Jacob's heart turned as brittle as the skin of ice on a lake after an early-winter freeze. “What do you mean?”

“The men took her.”

Still he refused to understand. “As a hostage?”

“They had no need of a hostage. They had no reason for burning the farm or killing Serenity's family. They kept her alive because they had another use for her.”

It took all Jacob's effort to keep his howl of rage in his throat. “She told you?”

“Yes. She did not have to say much. Even when I first knew her, I could see how much she had suffered.”

“How long?” he said hoarsely.

“Nearly a year. She survived, and when the time came she escaped. She took some of their stolen money with her.”

Joseph remembered what Serenity had told him about buying the ranch in part with money “contributed by those who shared my hopes.” Had it also been bought with her suffering and ruination?
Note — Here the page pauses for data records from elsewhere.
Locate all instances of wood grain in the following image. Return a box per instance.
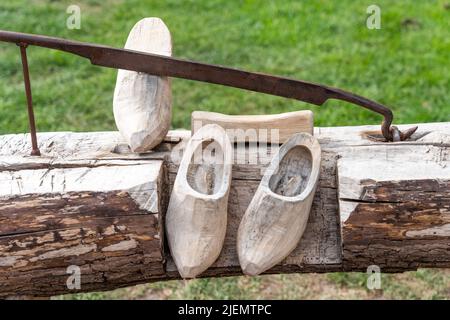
[0,123,450,296]
[191,110,314,144]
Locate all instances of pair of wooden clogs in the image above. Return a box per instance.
[166,124,320,278]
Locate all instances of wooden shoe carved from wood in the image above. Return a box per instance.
[113,18,172,152]
[237,133,321,275]
[166,124,233,278]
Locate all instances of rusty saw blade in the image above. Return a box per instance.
[0,30,417,141]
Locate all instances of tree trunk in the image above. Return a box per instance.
[0,123,450,297]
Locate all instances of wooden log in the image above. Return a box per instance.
[0,160,169,297]
[0,123,450,296]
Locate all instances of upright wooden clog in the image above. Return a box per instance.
[113,18,172,152]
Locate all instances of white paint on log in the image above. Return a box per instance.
[113,18,172,152]
[102,239,137,252]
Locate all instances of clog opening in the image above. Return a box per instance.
[187,140,224,195]
[269,146,312,197]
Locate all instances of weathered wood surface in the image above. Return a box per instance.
[0,155,165,297]
[338,133,450,271]
[0,123,450,295]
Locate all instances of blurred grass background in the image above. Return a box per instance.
[0,0,450,299]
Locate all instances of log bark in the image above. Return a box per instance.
[0,123,450,297]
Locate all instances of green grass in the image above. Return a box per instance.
[0,0,450,299]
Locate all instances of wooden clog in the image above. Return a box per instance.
[113,18,172,152]
[237,133,321,275]
[166,124,233,278]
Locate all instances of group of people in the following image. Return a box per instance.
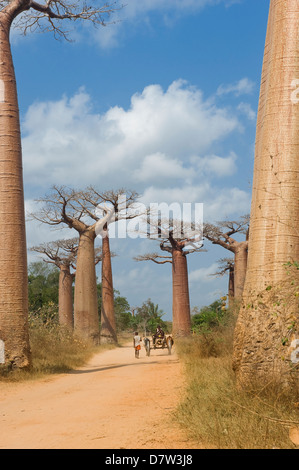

God help him, no wonder she'd wanted to conceal her femininity and distrusted, even hated, men. She'd been an innocent when they'd taken her. Even an experienced woman might not have come through such an ordeal with her sanity and will intact, but Serenity had done it. She'd more than survived. She'd made a place for women who needed a sanctuary, a place where women who'd suffered at the hands of men could be safe.

He swallowed. “Do the others know?”

Zora shook her head. “They might have guessed, but they would ask nothing. We—” She laughed under her
breath. “We were supposed to forget the past at Avalon.”

But that wasn't easy. Hell, in Serenity's case it would be impossible. She had tremendous courage to be willing to go after her tormentors at all, let alone face them directly enough to kill them. He realized just how much faith and trust she'd put in him, working at his side, asking help of a man of violence to find other men of violence.

How much faith and trust—and love—would it take for her to offer her body to a man when all she had known was pain?

Pain from the same men who had killed Ruth, who might have done the same thing to Serenity.

Jacob's vision went dark. He shoved past Zora and strode toward the riverbank. “Jacob!”

He stopped, but only because Zora's voice was filled with such uncharacteristic emotion.

“What are you going to do?” she asked, grabbing him by the arm.

“What I should have done a long time ago,” he said, shaking her off.

“You will kill these men.”

Yes, he would kill them. Slowly, if he could. All the hatred he'd kept in check for so many years, the vicious rage the Code had channeled into the search for justice, had broken loose from its chains. The wolf was in ascendance, the primitive half of him that didn't care about Man's law. Or what humans called love.